「有事の円」買いから売りへ 経常赤字、円キャリー低調
FXの売りポジが耐えられない状態になってきた。
どうしよう。
外国為替市場で円安が加速している。15日には対ドルで一時1ドル=118円台半ばを付けた。1週間あまりで3円ほど下落し、主要通貨のなかで下落幅が大きい。世界一の対外純資産国の通貨として戦争や自然災害の「有事」に買われた過去の傾向はみられない。輸出主導だった経済構造が変わり、資源高の環境下では経常赤字になりやすくなった。円安が一段と経常赤字を拡大させるスパイラル的な円安への警戒感が強まっている。
円相場は2月24日のロシアによるウクライナ侵攻直後は1ドル=114~115円程度で推移していた。7日に原油など商品価格が急騰すると下落のスピードを速めた。

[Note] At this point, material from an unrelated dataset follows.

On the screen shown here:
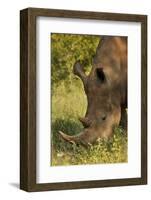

主要通貨が7日から15日まで対ドルでどう動いたかを比較すると、円は2.6%の下落と弱さが目立つ。トルコのリラや韓国のウォンなど資源を輸入に頼る国の通貨が下落の上位に並ぶ。
日本は世界一の対外純資産国で、市場に不安が広がると膨大な対外資産を日本の投資家が円に避難させるとの思惑から、外為市場では「リスク回避の円買い」が定着していた。2008年9月に発生したリーマン・ショック後の3カ月間で1ドル=106円台から87円台まで円高・ドル安が進んだ。11年3月の東日本大震災後は、1ドル=83円前後から80円割れまで円高が加速した。
ところが今回のロシア有事を受けた円高・ドル安はほぼ生じていない。「日本の経常収支が悪化し、需給面で円が買われにくくなっている」(みずほ銀行の唐鎌大輔チーフマーケット・エコノミスト)ためだ。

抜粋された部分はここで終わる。